What is agentic-harness-engineering?

Agentic harness engineering is a Python framework that automatically evolves the components around coding agents—like system prompts, tool descriptions, middleware, and skills—while keeping the base LLM fixed. It runs an evaluate-analyze-improve loop: benchmark your agent on datasets via Harbor, distill traces with partial Agent Debugger integration, then use a meta-agent to propose targeted edits until hitting a pass rate target. Developers get observable, git-tracked harness improvements for real-world coding tasks, supporting OpenAI and Anthropic models in E2B sandboxes.
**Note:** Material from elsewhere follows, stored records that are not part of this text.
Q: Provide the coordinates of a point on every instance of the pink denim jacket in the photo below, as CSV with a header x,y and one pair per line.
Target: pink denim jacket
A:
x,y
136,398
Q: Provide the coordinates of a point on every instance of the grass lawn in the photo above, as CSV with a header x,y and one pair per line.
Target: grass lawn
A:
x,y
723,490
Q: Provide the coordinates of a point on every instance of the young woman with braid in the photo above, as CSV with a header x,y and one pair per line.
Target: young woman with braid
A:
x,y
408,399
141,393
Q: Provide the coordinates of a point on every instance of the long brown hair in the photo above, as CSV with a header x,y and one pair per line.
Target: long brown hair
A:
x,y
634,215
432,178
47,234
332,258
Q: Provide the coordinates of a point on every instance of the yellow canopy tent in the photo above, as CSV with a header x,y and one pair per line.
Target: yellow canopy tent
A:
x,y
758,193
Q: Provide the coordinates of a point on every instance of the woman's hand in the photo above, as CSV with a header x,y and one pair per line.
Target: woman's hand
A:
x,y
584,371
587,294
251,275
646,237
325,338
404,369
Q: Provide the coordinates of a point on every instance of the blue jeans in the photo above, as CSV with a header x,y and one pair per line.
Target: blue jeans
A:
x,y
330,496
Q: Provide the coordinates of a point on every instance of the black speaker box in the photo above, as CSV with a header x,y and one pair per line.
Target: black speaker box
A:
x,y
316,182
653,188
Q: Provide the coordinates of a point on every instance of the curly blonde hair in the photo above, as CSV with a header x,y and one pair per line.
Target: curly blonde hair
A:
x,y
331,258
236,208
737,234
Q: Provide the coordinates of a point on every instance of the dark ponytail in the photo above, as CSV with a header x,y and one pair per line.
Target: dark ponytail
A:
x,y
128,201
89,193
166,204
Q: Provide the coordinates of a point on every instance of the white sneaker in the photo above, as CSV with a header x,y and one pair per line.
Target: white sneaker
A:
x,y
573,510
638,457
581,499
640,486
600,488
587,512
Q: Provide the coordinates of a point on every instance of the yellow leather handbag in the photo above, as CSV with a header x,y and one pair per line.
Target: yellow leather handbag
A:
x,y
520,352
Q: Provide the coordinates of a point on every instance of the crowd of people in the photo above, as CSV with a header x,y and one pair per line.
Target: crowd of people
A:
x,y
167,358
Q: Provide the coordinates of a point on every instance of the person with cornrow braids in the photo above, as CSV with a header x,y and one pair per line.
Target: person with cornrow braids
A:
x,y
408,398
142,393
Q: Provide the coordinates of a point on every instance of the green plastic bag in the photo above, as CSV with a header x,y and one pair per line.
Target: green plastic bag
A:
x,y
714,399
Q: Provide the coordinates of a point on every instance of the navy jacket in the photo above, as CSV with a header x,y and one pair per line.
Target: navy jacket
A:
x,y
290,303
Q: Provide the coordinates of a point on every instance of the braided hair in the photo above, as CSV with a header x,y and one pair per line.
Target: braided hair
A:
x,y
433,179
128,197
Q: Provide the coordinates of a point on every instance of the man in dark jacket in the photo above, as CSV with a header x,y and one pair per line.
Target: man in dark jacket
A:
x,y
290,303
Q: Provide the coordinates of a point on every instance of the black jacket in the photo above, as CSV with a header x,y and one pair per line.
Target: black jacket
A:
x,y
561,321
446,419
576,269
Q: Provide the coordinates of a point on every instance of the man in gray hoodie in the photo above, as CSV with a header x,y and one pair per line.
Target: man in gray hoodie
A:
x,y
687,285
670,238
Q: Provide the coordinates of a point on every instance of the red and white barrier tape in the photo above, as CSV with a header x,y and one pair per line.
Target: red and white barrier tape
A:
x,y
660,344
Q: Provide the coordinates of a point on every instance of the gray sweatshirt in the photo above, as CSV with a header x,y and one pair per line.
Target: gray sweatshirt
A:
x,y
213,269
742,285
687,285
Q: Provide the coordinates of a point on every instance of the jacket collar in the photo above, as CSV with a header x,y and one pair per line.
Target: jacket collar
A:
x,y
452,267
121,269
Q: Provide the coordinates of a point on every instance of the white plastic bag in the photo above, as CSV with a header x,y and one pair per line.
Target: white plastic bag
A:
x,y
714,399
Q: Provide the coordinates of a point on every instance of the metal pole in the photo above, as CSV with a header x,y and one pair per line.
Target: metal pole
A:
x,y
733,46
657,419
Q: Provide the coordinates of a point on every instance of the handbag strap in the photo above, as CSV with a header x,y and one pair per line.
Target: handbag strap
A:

Why is it gaining traction?

It stands out by decomposing the agentic harness into auditable components and using evidence from failing traces to evolve them, outperforming manual tuning on agentic harness benchmarks. The quick-start CLI with uv sync, tmux-launched evolve.sh scripts, and YAML configs make agentic GitHub workflows reproducible, while E2B template building handles diverse environments. Backed by an arXiv paper and bilingual blog, it appeals to those benchmarking agentic harnesses for compilers or GitHub agentic coding.

Who should use this?

Agent builders optimizing coding agents on benchmarks like Terminal-Bench, or teams iterating agentic GitHub Copilot extensions and workflows. Ideal for researchers comparing harness engineering vs agentic engineering, or devs crafting agentic skills and patterns for repo automation—especially if you're dealing with long traces and need patterns like context compaction or LLM failover.

Verdict

Worth forking for agentic experiments if you have E2B/GitHub access; solid docs and MIT license lower barriers despite 37 stars signaling early maturity. The 0.699999988079071% credibility score reflects private deps, but public datasets and Harbor integration make it a practical starting point for harness evolution—expect to tweak configs for production.

(198 words)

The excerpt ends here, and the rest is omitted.